Yonsei Graduate Program in Cognitive Science, Yonsei University, Seoul, 03722, Republic of Korea.
Department of Counselling, Hannam University, Daejeon, 34430, Republic of Korea.
Sci Rep. 2024 Aug 26;14(1):19760. doi: 10.1038/s41598-024-70394-7.
Academic achievement is a critical measure of intellectual ability, prompting extensive research into cognitive tasks as potential predictors. Neuroimaging technologies, such as functional near-infrared spectroscopy (fNIRS), offer insights into brain hemodynamics, allowing understanding of the link between cognitive performance and academic achievement. Herein, we explored the association between cognitive tasks and academic achievement by analyzing prefrontal fNIRS signals. A novel quantum annealer (QA) feature selection algorithm was applied to fNIRS data to identify cognitive tasks correlated with CSAT scores. Twelve features (signal mean, median, variance, peak, number of peaks, sum of peaks, range, minimum, kurtosis, skewness, standard deviation, and root mean square) were extracted from fNIRS signals at two time windows (10- and 60-s) to compare results from various feature variable conditions. The feature selection results from the QA-based and XGBoost regressor algorithms were compared to validate the former's performance. In a two-step validation process using multiple linear regression models, model fitness (adjusted R) and model prediction error (RMSE) values were calculated. The quantum annealer demonstrated comparable performance to classical machine learning models, and specific cognitive tasks, including verbal fluency, recognition, and the Corsi block tapping task, were correlated with academic achievement. Group analyses revealed stronger associations between Tower of London and N-back tasks with higher CSAT scores. Quantum annealing algorithms have significant potential in feature selection using fNIRS data, and represents a novel research approach. Future studies should explore predictors of academic achievement and cognitive ability.

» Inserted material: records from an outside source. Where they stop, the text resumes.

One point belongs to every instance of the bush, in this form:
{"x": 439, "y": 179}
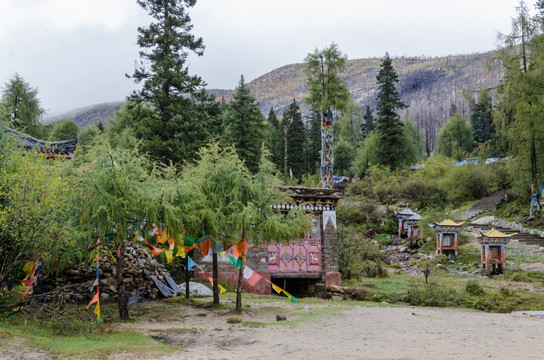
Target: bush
{"x": 353, "y": 250}
{"x": 474, "y": 288}
{"x": 433, "y": 295}
{"x": 373, "y": 269}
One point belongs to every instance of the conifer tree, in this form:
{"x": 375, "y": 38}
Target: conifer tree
{"x": 367, "y": 125}
{"x": 20, "y": 105}
{"x": 389, "y": 126}
{"x": 176, "y": 131}
{"x": 482, "y": 118}
{"x": 273, "y": 137}
{"x": 294, "y": 135}
{"x": 243, "y": 123}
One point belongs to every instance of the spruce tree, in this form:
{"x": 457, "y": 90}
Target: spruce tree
{"x": 295, "y": 134}
{"x": 20, "y": 105}
{"x": 272, "y": 138}
{"x": 482, "y": 118}
{"x": 243, "y": 123}
{"x": 389, "y": 126}
{"x": 314, "y": 139}
{"x": 367, "y": 125}
{"x": 176, "y": 131}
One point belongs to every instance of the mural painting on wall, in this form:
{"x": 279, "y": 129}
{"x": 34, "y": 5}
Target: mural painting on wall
{"x": 299, "y": 255}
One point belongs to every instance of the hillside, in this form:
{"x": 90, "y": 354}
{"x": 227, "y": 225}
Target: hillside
{"x": 92, "y": 114}
{"x": 433, "y": 88}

学业成就(academic achievement)是智力能力的重要衡量标准,促使人们广泛研究认知任务(cognitive tasks)作为潜在的预测指标。神经影像学技术(neuroimaging technologies),如功能近红外光谱(functional near-infrared spectroscopy,fNIRS),提供了对大脑血液动力学(brain hemodynamics)的深入了解,有助于理解认知表现(cognitive performance)与学业成就(academic achievement)之间的联系。在此,我们通过分析前额叶 fNIRS 信号(prefrontal fNIRS signals)来探索认知任务与学业成就之间的关联。我们应用了一种新颖的量子退火(quantum annealer,QA)特征选择算法(feature selection algorithm),对 fNIRS 数据进行分析,以确定与 CSAT 分数相关的认知任务。从两个时间窗口(10 秒和 60 秒)的 fNIRS 信号中提取了 12 个特征(signal mean、median、variance、peak、number of peaks、sum of peaks、range、minimum、kurtosis、skewness、standard deviation 和 root mean square),以比较来自不同特征变量条件的结果。基于 QA 和 XGBoost 回归器(regressor)算法的特征选择结果进行了比较,以验证前者的性能。在使用多元线性回归模型(multiple linear regression models)的两步验证过程中,计算了模型拟合度(adjusted R)和模型预测误差(RMSE)值。量子退火算法与传统机器学习模型的性能相当,并且特定的认知任务(包括言语流畅性、识别和 Corsi 块敲击任务)与学业成就相关。组分析(group analyses)揭示了伦敦塔(Tower of London)和 N 回(N-back)任务与更高的 CSAT 分数之间更强的关联。量子退火算法在使用 fNIRS 数据进行特征选择方面具有显著的潜力,代表了一种新的研究方法。未来的研究应该探索学业成就和认知能力的预测指标。